The Uttar Pradesh Public Service Commission (UPPSC) can now conduct main exams for Upper Subordinate Services Examination 2017 as the Supreme Court on Thursday allowed its appeal challenging the Allahabad High Court order directing re-evaluation of the answer-sheets.
Preliminary exam for 677 positions were held on September 24, 2017. Advertisement for the same was issued on February 22, 2017. Initially exam was for recruitment of 251 posts but later it was increased to 677.
Allowing the appeal by the Uttar Pradesh Public Service Commission, the vacation bench of Justice Uday Umesh Lalit and Justice Deepak Gupta set aside the High Court's March 30 order directing the re-evaluation of the answer-sheets of the preliminary examination.
" ... we are clearly of the view that the High Court over stepped its jurisdiction by giving the directions which amounted to setting aside the decision of experts in the field," the apex court said.
"The law is well settled that the onus is on the candidate to not only demonstrate that the key answer is incorrect but also that it is a glaring mistake which is totally apparent and no inferential process or reasoning is required to show that the key answer is wrong," observed Justice Gupta speaking for the bench.

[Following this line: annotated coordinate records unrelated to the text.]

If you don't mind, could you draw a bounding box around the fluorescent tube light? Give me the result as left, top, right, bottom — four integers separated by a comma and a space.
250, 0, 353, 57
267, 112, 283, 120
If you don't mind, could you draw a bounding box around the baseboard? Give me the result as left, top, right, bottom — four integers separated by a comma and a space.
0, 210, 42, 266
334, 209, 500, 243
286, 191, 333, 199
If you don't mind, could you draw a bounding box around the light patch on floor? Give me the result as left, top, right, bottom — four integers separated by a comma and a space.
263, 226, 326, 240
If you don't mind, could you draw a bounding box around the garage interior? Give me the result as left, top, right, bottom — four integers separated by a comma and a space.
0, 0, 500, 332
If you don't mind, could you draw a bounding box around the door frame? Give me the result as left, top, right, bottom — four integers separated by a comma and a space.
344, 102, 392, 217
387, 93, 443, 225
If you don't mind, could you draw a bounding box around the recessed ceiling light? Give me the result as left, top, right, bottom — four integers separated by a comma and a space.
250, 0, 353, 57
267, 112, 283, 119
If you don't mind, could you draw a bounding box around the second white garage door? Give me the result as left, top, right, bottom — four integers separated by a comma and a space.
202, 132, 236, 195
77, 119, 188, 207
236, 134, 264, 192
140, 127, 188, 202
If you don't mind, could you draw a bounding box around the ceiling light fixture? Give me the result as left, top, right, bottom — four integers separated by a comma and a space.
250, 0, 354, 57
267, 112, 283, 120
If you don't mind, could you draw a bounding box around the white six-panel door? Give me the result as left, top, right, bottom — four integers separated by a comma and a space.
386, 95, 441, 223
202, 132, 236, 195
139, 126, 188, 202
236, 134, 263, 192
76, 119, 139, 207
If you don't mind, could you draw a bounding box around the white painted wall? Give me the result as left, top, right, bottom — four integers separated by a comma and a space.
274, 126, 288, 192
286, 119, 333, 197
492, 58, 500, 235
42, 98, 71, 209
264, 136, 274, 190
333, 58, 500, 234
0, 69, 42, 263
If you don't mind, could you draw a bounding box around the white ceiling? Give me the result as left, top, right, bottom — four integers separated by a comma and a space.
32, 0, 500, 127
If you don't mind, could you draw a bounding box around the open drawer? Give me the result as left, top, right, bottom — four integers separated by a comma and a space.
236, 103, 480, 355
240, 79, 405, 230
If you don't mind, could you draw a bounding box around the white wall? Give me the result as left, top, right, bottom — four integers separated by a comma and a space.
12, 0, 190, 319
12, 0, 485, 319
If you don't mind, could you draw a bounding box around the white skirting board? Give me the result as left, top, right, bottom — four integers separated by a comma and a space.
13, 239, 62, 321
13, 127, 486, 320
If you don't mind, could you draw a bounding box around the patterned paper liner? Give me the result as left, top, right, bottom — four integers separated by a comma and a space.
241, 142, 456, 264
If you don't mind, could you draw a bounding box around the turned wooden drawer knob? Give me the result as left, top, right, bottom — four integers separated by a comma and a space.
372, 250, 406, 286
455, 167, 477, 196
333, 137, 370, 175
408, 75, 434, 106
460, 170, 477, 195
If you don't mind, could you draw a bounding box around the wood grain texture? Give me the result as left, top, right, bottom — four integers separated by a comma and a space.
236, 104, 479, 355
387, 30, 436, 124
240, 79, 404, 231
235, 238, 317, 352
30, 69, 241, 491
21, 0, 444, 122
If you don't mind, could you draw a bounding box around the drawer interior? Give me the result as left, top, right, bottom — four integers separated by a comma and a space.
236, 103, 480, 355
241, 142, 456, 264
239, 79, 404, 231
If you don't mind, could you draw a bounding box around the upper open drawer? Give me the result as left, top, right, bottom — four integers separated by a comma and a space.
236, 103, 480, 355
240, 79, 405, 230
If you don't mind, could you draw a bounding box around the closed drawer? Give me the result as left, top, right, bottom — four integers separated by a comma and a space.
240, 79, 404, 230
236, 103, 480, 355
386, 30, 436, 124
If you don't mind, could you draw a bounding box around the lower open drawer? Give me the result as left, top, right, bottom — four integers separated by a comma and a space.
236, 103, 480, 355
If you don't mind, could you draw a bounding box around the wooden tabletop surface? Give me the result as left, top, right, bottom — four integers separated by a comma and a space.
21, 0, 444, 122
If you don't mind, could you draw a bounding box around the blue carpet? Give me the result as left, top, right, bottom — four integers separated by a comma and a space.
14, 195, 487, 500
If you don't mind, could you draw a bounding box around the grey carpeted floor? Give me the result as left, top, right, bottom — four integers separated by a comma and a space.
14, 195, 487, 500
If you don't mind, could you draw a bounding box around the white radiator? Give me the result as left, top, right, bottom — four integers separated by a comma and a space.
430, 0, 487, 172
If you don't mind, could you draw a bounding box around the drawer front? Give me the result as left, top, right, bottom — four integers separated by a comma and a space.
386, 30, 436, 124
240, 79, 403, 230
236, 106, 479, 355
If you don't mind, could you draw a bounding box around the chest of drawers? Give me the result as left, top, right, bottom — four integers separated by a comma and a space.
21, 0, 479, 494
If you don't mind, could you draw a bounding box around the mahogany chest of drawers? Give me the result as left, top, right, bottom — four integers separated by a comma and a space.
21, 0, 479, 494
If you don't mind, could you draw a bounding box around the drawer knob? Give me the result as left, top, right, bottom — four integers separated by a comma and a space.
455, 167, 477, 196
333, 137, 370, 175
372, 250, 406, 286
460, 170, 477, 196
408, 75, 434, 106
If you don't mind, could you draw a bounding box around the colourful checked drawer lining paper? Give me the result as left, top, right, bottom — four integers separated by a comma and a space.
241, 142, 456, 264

The court also said that the constitutional courts "must exercise great restraint in such matters and should be reluctant to entertain a plea challenging the correctness of the key answers".
"Judges cannot take on the role of experts in academic matters. Unless, the candidate demonstrates that the key answers are patently wrong on the face of it, the courts cannot enter into the academic field, weigh the pros and cons of the arguments given by both sides and then come to the conclusion as to which of the answer is better or more correct," said the judgment accepting the challenge to High Court order of re-evaluation of answer-sheets.
When there are conflicting views, then the court "must bow down to the opinion of the experts", it added.
"Judges are not and cannot be experts in all fields and, therefore, they must exercise great restraint and should not overstep their jurisdiction to upset the opinion of the experts," said the judgment pointing to limited scope of judicial review in such matters.
The court noted that before final answer key was uploaded, the answer key provided by the one who had set the paper for preliminary exam was vetted by the two committees of experts having 15 and 18 members respectively.
The answer key that emerged after being vetted by the two expert committees was uploaded for inviting suggestions.
There was 962 objections which were gone into for two days by another 26 member expert committee before the final answer key for the purposes of final result was uploaded.
The High Court had ordered the deletion of certain questions and re-evaluation of the answer sheets of the candidates on the basis of the correct answer to the questions identified by it.
It had ordered the candidates who would qualify the preliminary examination after re-evaluation would be entitled to appear in main written examination, also adding that the andidates who had earlier qualified the preliminary examination but failed to be successful after re-evaluation will not be entitled to appear in main written examination.
Aggrieved candidates had moved the High Court challenging the correctness of 14 questions and it, after examining these, negated the plea in respect of 11 questions and deleted one question.
In case of another question, the High Court held that there were two correct answers.
In the case of remaining one question, it accepted the contention of petitioner candidate while not agreeing with the Commission.